Setiap 1 Juni, bangsa Indonesia memperingati Hari Lahir Pancasila. Di tengah derasnya arus informasi digital, tantangan utama kita bukan hanya menjaga ideologi, tapi juga mengomunikasikannya secara relevan, inklusif, dan membumi. Sebab, ideologi yang tidak dikomunikasikan dengan cara yang menyentuh hati rakyat, lama-lama akan terasa asing, bahkan bisa kehilangan makna.
Sebagai putra Minangkabau, saya percaya bahwa Pancasila bukan sekadar warisan nasional, tapi juga selaras dengan nilai-nilai adat basandi syarak, syarak basandi Kitabullah. Konsep “raso jo pareso” dalam budaya kita, sejatinya adalah wujud hidup nilai-nilai seperti kemanusiaan, musyawarah, dan keadilan sosial, tiga sila yang kini makin diuji di tengah komunikasi publik yang cenderung rumit dan berpolarisasi.
Hari ini, kita hidup dalam era algoritma, bukan lagi era ideologi. Narasi-narasi viral lebih sering ditentukan oleh emosi, bukan substansi nilai. Maka, tugas kita sebagai komunikator bangsa adalah mengemas ulang Pancasila dalam bahasa yang bisa dimengerti generasi digital namun tanpa kehilangan kedalaman makna. Bukan dengan jargon, tapi dengan cerita; bukan dengan poster, tapi dengan empati.
Di tanah Minang, warisan lisan seperti kaba, tambo, atau pantun petatah-petitih adalah contoh nyata bahwa komunikasi bernilai tidak selalu harus modern. Kita bisa menjadikan warisan ini sebagai media edukasi ideologis yang membumi dan merakyat.
Industri kreatif di Sumatera Barat, termasuk komunitas film lokal, podcast, dan konten kreator muda, punya peluang besar menjadikan Pancasila sebagai ruh narasi. Konten kebangsaan tidak harus kaku, asal jujur dan otentik, pasti akan hidup. Inilah yang disebut sebagai komunikasi ideologis yang lentur, bukan hanya sekedar teori.

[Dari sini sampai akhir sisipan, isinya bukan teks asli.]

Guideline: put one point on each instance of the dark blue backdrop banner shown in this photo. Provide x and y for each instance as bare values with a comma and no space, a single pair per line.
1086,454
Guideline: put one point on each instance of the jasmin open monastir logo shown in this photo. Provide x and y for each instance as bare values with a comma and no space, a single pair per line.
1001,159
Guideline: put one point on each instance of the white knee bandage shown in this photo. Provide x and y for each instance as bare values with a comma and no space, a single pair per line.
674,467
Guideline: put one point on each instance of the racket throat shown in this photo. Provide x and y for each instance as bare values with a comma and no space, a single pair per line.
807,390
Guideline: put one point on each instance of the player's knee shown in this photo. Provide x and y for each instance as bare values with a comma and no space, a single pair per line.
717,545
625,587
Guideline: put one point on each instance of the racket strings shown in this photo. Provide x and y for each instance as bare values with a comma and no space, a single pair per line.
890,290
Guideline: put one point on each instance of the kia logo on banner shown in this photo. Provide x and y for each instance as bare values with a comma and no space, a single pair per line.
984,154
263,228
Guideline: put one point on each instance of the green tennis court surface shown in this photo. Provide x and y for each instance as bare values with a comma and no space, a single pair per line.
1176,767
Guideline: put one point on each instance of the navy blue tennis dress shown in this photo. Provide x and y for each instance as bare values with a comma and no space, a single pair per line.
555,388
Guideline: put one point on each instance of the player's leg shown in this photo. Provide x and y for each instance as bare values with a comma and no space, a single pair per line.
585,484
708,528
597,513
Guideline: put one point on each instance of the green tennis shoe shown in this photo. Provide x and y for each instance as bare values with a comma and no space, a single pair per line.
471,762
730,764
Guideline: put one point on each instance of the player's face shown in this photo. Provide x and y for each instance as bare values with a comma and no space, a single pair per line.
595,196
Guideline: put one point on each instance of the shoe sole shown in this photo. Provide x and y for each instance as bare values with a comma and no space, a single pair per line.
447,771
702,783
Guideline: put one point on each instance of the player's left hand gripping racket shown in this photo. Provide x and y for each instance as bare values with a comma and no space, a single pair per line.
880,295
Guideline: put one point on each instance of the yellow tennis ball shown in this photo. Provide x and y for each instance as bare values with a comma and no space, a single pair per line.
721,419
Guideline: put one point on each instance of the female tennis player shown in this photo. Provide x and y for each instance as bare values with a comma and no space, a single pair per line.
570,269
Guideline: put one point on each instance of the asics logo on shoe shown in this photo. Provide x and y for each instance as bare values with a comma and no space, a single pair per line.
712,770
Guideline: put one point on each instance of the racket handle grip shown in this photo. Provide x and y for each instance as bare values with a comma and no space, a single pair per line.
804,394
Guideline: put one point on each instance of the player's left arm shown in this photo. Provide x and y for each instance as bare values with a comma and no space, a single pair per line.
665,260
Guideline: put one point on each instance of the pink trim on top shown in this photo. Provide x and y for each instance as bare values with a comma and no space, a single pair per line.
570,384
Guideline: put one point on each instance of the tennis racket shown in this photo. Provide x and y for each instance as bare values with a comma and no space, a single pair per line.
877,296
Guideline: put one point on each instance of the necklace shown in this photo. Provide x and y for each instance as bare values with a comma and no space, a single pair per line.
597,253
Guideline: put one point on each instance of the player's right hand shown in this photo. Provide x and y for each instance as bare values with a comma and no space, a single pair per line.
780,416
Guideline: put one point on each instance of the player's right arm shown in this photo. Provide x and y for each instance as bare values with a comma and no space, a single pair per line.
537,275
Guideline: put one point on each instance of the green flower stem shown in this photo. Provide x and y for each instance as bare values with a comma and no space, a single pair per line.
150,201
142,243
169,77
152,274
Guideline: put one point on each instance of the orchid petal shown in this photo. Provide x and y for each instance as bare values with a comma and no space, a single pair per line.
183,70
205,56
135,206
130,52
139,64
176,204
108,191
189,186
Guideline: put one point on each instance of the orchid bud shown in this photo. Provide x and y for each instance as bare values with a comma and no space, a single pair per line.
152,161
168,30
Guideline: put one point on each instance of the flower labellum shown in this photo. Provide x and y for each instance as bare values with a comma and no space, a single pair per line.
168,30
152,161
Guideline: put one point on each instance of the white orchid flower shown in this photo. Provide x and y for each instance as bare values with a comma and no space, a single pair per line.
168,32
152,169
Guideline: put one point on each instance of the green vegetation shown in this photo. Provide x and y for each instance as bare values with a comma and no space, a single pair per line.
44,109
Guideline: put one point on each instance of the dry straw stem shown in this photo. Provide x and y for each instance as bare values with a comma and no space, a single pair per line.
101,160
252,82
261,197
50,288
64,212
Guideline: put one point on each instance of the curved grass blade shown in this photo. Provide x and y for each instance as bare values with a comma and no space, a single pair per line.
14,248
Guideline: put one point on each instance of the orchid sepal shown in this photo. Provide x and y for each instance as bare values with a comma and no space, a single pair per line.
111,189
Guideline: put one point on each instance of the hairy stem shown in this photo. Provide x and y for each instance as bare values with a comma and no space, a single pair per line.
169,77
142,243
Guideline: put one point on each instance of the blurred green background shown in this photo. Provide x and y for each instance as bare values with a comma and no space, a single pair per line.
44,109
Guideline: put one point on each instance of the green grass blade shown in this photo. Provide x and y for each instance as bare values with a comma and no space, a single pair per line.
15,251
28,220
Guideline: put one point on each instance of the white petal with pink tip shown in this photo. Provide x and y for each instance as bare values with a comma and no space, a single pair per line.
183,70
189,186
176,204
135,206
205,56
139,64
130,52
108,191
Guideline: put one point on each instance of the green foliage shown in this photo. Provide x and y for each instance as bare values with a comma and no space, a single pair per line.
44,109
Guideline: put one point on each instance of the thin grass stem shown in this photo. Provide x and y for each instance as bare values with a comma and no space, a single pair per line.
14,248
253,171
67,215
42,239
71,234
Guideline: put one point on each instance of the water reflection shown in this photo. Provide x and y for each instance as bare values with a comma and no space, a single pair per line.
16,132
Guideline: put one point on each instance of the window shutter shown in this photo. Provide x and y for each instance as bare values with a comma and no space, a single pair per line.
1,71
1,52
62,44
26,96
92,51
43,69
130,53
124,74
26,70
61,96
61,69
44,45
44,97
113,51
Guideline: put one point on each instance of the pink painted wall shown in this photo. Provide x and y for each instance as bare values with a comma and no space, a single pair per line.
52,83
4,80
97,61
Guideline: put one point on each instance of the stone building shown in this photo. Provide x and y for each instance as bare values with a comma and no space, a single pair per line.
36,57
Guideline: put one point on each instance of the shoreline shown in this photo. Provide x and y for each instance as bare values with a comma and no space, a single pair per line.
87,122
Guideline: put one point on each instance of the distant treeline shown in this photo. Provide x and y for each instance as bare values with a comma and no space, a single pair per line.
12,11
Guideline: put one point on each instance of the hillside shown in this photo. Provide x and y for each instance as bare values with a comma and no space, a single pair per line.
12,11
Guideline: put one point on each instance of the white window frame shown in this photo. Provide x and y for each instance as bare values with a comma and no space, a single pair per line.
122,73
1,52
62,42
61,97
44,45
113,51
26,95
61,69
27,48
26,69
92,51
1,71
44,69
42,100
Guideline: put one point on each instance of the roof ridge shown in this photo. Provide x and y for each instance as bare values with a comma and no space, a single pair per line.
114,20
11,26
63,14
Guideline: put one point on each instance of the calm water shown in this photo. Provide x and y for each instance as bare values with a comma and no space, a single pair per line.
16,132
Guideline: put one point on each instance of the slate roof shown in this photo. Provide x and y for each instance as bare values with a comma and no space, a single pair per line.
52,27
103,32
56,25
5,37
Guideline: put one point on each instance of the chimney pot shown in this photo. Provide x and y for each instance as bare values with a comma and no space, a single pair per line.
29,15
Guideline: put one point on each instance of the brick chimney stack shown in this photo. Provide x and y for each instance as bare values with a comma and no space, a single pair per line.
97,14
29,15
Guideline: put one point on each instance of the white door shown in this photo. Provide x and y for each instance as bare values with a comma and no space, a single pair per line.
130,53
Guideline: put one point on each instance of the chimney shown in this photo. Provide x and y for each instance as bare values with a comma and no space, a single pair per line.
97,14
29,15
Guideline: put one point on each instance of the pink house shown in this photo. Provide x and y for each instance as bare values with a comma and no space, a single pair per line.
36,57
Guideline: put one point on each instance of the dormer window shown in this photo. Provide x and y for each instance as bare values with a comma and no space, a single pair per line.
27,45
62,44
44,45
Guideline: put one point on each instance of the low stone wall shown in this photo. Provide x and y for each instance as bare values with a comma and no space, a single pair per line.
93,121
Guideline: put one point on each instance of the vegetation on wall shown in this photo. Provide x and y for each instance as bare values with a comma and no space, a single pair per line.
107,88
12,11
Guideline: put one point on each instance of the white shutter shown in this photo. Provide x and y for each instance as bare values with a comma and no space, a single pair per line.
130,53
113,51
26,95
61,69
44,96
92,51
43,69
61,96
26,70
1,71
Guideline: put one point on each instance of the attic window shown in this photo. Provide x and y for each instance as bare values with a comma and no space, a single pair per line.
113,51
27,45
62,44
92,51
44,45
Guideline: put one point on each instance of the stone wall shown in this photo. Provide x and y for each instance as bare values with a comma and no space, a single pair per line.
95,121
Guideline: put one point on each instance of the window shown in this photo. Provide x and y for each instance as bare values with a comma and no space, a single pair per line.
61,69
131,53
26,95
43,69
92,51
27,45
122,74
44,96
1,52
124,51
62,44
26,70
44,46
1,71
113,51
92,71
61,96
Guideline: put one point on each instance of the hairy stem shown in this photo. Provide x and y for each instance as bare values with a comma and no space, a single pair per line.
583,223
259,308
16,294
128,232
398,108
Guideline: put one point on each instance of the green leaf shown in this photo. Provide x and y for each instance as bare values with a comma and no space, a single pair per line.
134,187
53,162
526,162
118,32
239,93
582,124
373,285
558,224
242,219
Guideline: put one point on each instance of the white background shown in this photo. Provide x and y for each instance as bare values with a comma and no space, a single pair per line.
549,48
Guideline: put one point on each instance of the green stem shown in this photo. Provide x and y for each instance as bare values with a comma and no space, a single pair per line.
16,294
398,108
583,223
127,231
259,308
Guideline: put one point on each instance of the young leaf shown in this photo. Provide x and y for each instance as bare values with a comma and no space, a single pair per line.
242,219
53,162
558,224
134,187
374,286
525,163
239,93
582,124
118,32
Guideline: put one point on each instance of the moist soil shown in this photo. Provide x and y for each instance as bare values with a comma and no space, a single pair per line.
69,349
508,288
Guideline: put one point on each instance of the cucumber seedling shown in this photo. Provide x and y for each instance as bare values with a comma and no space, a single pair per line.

Momentum Hari Lahir Pancasila ini semestinya bukan hanya untuk mengulang pidato-pidato besar, tapi menjadi panggilan bagi kita untuk membumikan Pancasila secara kreatif dan kontekstual, termasuk dari Minangkabau untuk Indonesia.
Sebab dalam raso jo pareso itu kita belajar bahwa nilai tidak hanya ditanamkan lewat kata, tapi juga lewat rasa. Dan rasa itu hanya tumbuh kalau komunikasi kita menyentuh akar budaya, akar sosial, dan akar kebangsaan itu sendiri.